That was the day I got kicked in the chest by Awesome. OK, I guess technically it was the day I got hit with a longitudinal pressure wave traveling at roughly 343 meters per second. My life can basically be divided into two categories: smelling roses and being punched in the existentialism by the sound knowledge.

Ever since that moment, I’ve toggled back and forth between feeling mind-blowingly awesome that simple molecules vibrating in the air can produce Bach’s Cello Suites and feeling utterly devastated that my favorite songs are scientifically just rhythmic air compression. Cognitive dissonance much? Yes, yes I know how sound works, Mei.

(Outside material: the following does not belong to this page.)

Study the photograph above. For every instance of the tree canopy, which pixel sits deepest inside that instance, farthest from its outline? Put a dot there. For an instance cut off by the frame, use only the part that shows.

Sound waves are mechanical waves that travel by local interactions between particles in media like air (or water or metal, but usually air for us humans). Basically, sound moves when particles slam into their neighbors, passing the audible energy along until it reaches your ear and causes your eardrum to vibrate at the same frequency as the sound. Pretty cool, right?

Your brain hears music. Gentle reminder: Awesome punches. …I know.

It’s still mind-bending to me, too. In fact, I tried to explain this to Mei last week while we were at a live symphony orchestra concert. “That amazing swelling sound that just made your skin crawl?” I hissed.

“Air molecules colliding with your eardrum just slightly harder.”

She elbow-whipped me in the ribs so hard I thought she broke it. “Jamie, I have a PhD in engineering. Do I need to explain to you how sound works?” she whispered loudly.

“Please keep your big dumb nose inside your big dumb spreadsheet and just listen to the concert for once.”

See? Punches. Ever since I discovered the basics of sound waves, I’ve been experimenting on myself.

A few months ago, I put a thin membrane of rubber over one of our living room speakers, covered it in salt, hooked up a high-speed camera, and started playing different types of music while analyzing patterns formed by the salt. If you’ve never done this, just know that sound looks FUCKING AMAZING when you turn it into physical visualizations called “Chladni patterns.”

At one point Josh walked into the room and found me rocking on the ground staring at someone playing Rush through our speaker. “What are you doing, dude?” he asked, gesturing around the salt mines carefully making their way across the room.

“I’M WATCHING CLASSICAL MUSIC PHYSICALLY FORCES MOVE OBJECTS IN SPACE,” I yelled. To be fair, I was probably yelling. “DO YOU REALIZE WHAT IS HAPPENING RIGHT NOW?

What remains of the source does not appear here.